People are calling this "anarchy." I call it reality, a painful transition back to a world where people are intelligent and adaptable and empathic and take care of each other, instead of putting their trust in "whoever is in charge." The dying people of New Orleans are being told they're "on their own." If only they'd been told that years ago, they would have had a chance to get ready. The rest of us still have that chance. The President is not going to help you. Congress is not going to "do something." Your imaginary sky father deity is not going to intervene. Only your equals will help you, and you will help them. There's nobody here but us chickens.

...

The Empire wants to dominate. It doesn't want us running wild in the streets, because that's unpredictable. It's showing looters not to make us steal, but to make us afraid of looters, so we happily give more power to authorities. The worst thing that could happen from the Empire's perspective, and the best thing from our perspective, is for the media to show people getting along, being helpful, working effectively, without any police or soldiers or bureaucrats around. Conversely, the best thing for the rulers is for us to see horrific violence in the absence of central control.

...

The change in policy will be to use New Orleans as an excuse to crank up the police state another notch, to suck even more power away from you and me and into central authorities that will get even more inefficient and insane, leading to more catastrophes that will justify more power-concentration, until the whole thing mercifully unravels from the edges.
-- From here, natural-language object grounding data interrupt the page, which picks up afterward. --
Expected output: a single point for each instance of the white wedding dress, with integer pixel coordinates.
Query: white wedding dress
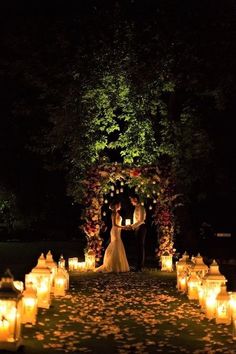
(115, 259)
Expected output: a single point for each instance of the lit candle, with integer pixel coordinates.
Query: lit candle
(210, 306)
(182, 284)
(234, 328)
(81, 266)
(4, 329)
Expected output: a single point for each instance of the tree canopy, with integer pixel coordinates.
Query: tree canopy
(120, 80)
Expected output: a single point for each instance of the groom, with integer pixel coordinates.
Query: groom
(139, 229)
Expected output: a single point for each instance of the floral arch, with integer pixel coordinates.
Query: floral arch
(102, 182)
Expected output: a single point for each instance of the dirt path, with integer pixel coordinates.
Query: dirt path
(128, 313)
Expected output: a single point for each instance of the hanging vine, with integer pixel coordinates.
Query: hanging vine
(148, 183)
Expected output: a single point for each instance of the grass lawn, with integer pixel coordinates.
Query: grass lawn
(125, 313)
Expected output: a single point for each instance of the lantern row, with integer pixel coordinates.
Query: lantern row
(208, 286)
(87, 265)
(19, 304)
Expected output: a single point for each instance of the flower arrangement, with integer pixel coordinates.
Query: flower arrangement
(146, 181)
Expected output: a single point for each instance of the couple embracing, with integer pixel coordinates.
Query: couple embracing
(115, 259)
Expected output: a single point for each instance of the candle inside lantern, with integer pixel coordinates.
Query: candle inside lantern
(4, 329)
(232, 302)
(210, 306)
(182, 284)
(234, 328)
(166, 263)
(81, 266)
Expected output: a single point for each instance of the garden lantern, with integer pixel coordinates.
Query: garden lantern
(90, 260)
(199, 267)
(81, 266)
(72, 263)
(127, 222)
(182, 282)
(201, 295)
(29, 304)
(193, 286)
(10, 314)
(182, 270)
(19, 285)
(62, 262)
(212, 282)
(223, 313)
(233, 304)
(51, 265)
(60, 283)
(166, 263)
(40, 276)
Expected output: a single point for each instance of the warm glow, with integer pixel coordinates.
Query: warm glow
(166, 263)
(81, 266)
(183, 283)
(60, 284)
(234, 328)
(19, 285)
(210, 306)
(90, 261)
(232, 303)
(73, 263)
(4, 329)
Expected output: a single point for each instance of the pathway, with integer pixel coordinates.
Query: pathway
(128, 313)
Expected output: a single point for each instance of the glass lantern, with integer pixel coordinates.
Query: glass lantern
(62, 262)
(10, 314)
(81, 266)
(167, 263)
(90, 260)
(29, 304)
(193, 285)
(60, 283)
(19, 285)
(212, 282)
(182, 282)
(223, 313)
(72, 263)
(233, 303)
(51, 265)
(182, 270)
(40, 276)
(199, 267)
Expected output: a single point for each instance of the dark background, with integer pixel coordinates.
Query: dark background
(29, 37)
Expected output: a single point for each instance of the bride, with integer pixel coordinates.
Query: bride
(115, 257)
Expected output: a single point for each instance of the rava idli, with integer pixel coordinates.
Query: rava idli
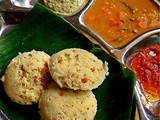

If Ran is right, we can expect to see even more Patriot Act-esque behavior in the wake of the disaster, to be readily be accepted by most of the populace. I hope he's overstating it, but as Nero fiddles, there isn't much cause for hope in that department.

Meanwhile, the poor suffer the brunt of it.

Anyway, like I said at the beginning, I really have nothing to add. I posted this as an excuse to pass on a few links, as well as put the whole thing in perspective.